Apparently Russian champagne quaffers in the royal Russian court enjoyed really sweet champagne - but in Germany they liked it only half as sugary.

But that’s still 15 times sweeter than the stuff racing drivers chuck over each other.

It turns out that the folk who were going to knock back this brew also liked a less alcoholic mix - with it being only 9.5% rather than the 11 or 12% you get today.

The best bit of the whole affair is the descriptions of the drink - proper Jilly Goolden territory.

Experts say the drink has “animal notes” and “wet hair” but after it was swirled about in a glass for a while it was said to have a taste that brings to mind “spicy” and “leathery”.

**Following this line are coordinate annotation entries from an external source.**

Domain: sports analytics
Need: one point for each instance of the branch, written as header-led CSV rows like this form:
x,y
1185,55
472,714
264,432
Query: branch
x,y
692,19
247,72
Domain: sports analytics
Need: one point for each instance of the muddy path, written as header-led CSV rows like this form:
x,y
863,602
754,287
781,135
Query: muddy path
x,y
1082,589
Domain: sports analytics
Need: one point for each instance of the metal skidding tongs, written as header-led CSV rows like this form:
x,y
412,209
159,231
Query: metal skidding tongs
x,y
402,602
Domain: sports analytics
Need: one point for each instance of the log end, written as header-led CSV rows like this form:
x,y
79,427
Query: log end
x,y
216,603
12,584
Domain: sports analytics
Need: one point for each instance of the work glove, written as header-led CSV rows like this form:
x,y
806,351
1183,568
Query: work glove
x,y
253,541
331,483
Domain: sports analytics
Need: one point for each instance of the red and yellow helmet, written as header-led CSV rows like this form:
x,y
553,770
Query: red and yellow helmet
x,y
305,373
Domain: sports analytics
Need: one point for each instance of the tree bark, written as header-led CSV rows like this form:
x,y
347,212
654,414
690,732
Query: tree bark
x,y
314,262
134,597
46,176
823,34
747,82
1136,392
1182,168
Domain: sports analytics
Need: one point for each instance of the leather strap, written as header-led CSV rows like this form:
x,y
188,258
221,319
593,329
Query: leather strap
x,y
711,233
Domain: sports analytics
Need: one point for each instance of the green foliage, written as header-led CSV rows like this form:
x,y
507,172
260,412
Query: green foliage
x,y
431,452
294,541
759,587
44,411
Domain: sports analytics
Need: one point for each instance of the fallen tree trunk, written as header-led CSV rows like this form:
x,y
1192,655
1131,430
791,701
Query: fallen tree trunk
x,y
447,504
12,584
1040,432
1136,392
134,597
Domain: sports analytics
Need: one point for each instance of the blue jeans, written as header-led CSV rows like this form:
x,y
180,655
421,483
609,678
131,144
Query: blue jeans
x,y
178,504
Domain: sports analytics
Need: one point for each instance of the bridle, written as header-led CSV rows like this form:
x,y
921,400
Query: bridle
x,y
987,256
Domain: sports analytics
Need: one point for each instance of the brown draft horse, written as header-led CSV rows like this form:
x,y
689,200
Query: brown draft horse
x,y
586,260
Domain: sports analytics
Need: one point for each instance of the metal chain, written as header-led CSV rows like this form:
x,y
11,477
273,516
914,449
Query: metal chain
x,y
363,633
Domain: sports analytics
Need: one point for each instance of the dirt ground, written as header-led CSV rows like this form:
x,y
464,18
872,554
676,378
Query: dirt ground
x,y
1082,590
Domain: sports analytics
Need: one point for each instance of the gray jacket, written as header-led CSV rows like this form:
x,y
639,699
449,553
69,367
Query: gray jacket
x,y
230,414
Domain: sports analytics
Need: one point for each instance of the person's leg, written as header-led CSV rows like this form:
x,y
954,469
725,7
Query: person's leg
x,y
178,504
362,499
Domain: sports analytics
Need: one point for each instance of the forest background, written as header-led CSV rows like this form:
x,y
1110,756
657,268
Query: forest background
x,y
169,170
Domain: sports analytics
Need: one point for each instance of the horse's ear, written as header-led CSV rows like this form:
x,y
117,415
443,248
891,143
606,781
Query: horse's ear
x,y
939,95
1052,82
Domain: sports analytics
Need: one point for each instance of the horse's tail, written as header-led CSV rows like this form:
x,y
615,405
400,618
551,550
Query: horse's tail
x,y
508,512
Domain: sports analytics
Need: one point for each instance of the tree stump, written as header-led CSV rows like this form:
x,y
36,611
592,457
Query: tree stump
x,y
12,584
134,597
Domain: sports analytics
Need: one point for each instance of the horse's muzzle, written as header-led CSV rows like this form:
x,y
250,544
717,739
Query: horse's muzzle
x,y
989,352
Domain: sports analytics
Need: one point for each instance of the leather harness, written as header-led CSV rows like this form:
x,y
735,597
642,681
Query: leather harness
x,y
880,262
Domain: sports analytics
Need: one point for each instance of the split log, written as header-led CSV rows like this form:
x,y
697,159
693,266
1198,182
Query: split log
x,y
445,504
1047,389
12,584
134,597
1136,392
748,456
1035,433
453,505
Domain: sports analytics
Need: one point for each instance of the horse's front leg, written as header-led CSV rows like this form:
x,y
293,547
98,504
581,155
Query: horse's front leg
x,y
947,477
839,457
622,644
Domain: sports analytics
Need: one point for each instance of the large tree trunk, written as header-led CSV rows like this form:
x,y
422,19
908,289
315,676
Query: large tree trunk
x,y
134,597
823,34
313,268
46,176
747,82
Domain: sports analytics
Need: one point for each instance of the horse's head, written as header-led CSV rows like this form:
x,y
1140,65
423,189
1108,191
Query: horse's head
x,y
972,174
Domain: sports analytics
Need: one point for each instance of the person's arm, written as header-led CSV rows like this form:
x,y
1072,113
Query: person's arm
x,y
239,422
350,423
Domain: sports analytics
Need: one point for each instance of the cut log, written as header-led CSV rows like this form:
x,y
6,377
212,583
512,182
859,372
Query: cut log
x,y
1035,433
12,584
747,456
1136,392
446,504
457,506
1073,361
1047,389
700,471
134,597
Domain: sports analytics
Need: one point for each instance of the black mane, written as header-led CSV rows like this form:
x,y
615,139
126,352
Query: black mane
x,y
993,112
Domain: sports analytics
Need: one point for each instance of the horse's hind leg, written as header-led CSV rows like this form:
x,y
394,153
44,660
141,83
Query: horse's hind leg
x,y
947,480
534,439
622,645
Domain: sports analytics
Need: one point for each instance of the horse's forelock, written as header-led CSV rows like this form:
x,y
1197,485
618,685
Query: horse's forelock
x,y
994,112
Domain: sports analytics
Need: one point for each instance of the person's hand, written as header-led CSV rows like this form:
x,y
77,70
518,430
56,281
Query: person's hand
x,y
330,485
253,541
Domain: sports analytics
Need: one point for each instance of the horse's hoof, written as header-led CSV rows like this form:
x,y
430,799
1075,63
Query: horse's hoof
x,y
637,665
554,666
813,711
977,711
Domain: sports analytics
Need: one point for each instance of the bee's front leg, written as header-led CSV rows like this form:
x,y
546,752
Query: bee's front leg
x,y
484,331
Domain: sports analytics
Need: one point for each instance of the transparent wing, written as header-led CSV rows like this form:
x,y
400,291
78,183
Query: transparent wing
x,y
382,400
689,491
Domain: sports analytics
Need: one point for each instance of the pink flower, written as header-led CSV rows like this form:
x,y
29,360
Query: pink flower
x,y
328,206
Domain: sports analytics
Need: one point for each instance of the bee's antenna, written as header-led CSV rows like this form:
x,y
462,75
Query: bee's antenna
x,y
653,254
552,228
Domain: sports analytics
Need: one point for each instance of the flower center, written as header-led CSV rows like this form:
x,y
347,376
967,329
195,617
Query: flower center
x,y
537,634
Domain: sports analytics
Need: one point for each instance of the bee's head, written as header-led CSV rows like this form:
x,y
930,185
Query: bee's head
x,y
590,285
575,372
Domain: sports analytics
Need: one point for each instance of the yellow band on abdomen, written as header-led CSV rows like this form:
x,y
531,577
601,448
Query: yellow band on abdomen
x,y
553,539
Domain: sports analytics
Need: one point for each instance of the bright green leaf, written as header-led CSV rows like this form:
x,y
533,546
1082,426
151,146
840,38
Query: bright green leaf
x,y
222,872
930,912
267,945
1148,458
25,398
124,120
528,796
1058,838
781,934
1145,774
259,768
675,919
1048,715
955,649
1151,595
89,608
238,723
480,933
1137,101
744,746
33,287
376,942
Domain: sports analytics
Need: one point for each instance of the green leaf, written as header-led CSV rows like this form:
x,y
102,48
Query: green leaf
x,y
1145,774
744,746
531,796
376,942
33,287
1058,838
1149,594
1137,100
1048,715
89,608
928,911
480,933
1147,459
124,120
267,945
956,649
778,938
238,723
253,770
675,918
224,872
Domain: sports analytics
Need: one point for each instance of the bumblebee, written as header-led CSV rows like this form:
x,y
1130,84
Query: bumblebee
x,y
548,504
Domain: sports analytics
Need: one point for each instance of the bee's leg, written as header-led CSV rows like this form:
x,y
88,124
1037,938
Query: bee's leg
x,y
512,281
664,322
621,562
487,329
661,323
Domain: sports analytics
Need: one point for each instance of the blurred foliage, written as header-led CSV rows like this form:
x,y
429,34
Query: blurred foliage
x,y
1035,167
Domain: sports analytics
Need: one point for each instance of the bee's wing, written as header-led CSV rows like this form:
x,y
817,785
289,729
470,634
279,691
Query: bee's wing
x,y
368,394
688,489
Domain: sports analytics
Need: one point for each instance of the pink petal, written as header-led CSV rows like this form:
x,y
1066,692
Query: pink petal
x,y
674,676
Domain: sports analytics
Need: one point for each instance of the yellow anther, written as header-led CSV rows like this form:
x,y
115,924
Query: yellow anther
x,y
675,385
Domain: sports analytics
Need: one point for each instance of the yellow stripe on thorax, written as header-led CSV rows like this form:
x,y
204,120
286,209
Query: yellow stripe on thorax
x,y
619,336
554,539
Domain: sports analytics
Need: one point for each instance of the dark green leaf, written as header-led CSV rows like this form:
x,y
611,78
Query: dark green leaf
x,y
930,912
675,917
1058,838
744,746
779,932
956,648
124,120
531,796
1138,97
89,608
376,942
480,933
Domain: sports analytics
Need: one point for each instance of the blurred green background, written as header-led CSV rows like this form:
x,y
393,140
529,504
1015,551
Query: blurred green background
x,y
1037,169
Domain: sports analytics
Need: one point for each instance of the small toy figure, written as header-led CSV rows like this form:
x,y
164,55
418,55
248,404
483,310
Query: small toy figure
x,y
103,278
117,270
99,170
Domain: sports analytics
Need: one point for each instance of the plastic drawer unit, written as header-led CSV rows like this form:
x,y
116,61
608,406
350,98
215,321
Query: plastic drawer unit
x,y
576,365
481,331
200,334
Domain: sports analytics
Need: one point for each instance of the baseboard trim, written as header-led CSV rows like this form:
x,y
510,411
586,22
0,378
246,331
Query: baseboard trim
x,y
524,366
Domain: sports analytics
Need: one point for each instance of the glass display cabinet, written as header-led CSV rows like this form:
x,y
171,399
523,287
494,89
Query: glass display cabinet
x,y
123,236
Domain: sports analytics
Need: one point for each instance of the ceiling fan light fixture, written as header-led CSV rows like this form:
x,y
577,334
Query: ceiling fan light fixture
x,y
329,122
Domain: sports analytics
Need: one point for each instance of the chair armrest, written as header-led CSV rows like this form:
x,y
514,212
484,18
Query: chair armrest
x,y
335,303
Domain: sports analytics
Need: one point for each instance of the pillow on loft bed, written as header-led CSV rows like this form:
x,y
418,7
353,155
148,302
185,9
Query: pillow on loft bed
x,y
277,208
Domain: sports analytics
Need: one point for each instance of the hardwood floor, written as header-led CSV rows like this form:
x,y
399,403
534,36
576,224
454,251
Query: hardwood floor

To be honest if I wanted something that tastes of leather I’d eat my shoes. And I’d need to have been drinking something that was stronger than 9.5%.

My other news is about not drinking. I don’t mean alcohol, I mean anything.

A new scientific study has reported that being dehydrated can be as dangerous behind the wheel as someone driving who’s had a drink.

In tests drivers who were given only 25% of a normal fluid intake committed more than double the number of faults that drivers who were properly hydrated did.

There were 12 men in the tests so the results are from such a small group that it’s hard to swear by them.

I said there were 12 people in the group - but there were actually only 11 results. Why?

It turns out one of the people doing it fell asleep at the wheel of the simulator, which begs more questions than it answers.

Maybe he’d had one too many waters the night before too?